The New Zealand Farmers Weekly reported last July that in the previous six years, only six per cent (5760ha) of foreign sales had been of dairy properties, of which German interests had purchased more than half. It noted that before the Crafar purchase, Chinese and Hong Kong buyers remain a minute portion of total foreign sales, with only 533ha of land in total sold to these investors over the past six years.
In July last year when Prime Minister John Key tried to have a bet each way over the Crafar farms debate, muttering he didn't want New Zealanders to become tenant farmers in their own land, Lincoln University farm management professor Keith Woodford called for an informed debate "as to whether this is the way we want to go".
He pointed to the wine industry which "on a volume basis [is] about 70 per cent foreign-owned".
Our forest plantations were even more alienated, he said, calculating that as of 1999, 72 per cent of pine forests were foreign-owned, 35 per cent by United States companies, 12 per cent by Asian interests.
Mr Shearer is now saying "keeping New Zealand assets like the Crafar farms in New Zealand hands is a principle worth fighting for". With our banks and insurance companies and much else long sold off - $45 billion worth in the hands of Australians the last time I checked - it seems a little late in the day for Labour to espouse this particular principle.
With all the patriotic blood rushing to the heads of opposition politicians, it's a surprise the plight of alleged internet pirate Kim Dotcom has left them seemingly unmoved.
As far as issues of sovereignty are concerned, the ownership of a handful of remote dairy farms is of much less concern to me than the thought of the world's only super-power, dialling up the local Auckland police and deputising a mini-Swat team of 70 to swoop down in helicopters in a dawn raid on a Coatesville mansion to arrest the leaders of an international internet file-sharing site that's been getting up the noses of Hollywood film moguls.

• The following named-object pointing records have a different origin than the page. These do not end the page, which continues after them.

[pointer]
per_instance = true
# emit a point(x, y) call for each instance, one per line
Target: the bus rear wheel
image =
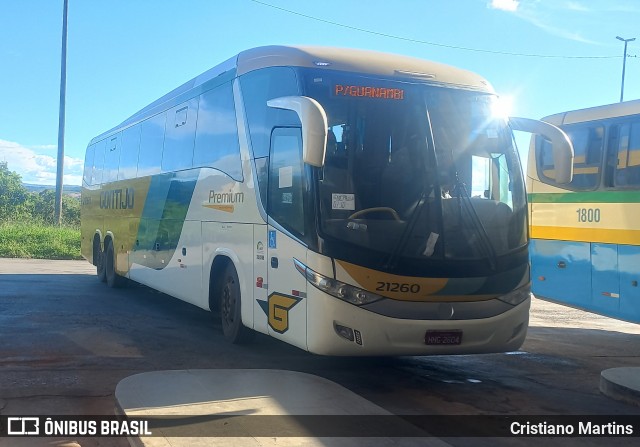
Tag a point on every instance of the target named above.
point(113, 279)
point(230, 315)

Coming fast on the heels of extradition proceedings launched in Britain by the United States against a 23-year old student Richard O'Dwyer for similar alleged offences, it's a flexing of the imperial eagle's talons that should be worrying patriots everywhere. Mr O'Dwyer's website allegedly enabled visitors to download pirated films and television. If extradited he faces up to 10 years in prison even though there are doubts it's an offence under British law.
There has long been debate about who should police the internet. The United States government, under pressure from the international movie and recording giants, has decided to clean up the wild west of cyberspace on its own. With a little help from extradition treaties it has with some countries - New Zealand and Britain for two - but not, it seems, Mr Dotcom's homeland, Germany.
As far as international justice goes, I'm not so sure we should be giving the United States a free rein. When it comes to international crusades, the US is not averse to ignoring, or rewriting the rules of law. Osama bin Laden and Pakistan found out about that. So do the prisoners in the extraterritorial no-man's land of Guantanamo Bay. The word "rendition" gained a new meaning under the American justice system, describing the process of spiriting a suspect wrong-doer by plane to Afghanistan or some other lawless base, where water-boarding and other tortures can take place outside the bounds of the victim's US constitutional rights.
New Zealand's 1970 extradition treaty with the US has been going through a "modernisation" process since 2006. For politicians fearful of threats to our sovereignty, this is a more immediate worry than the ownership of a few remote dairy farms.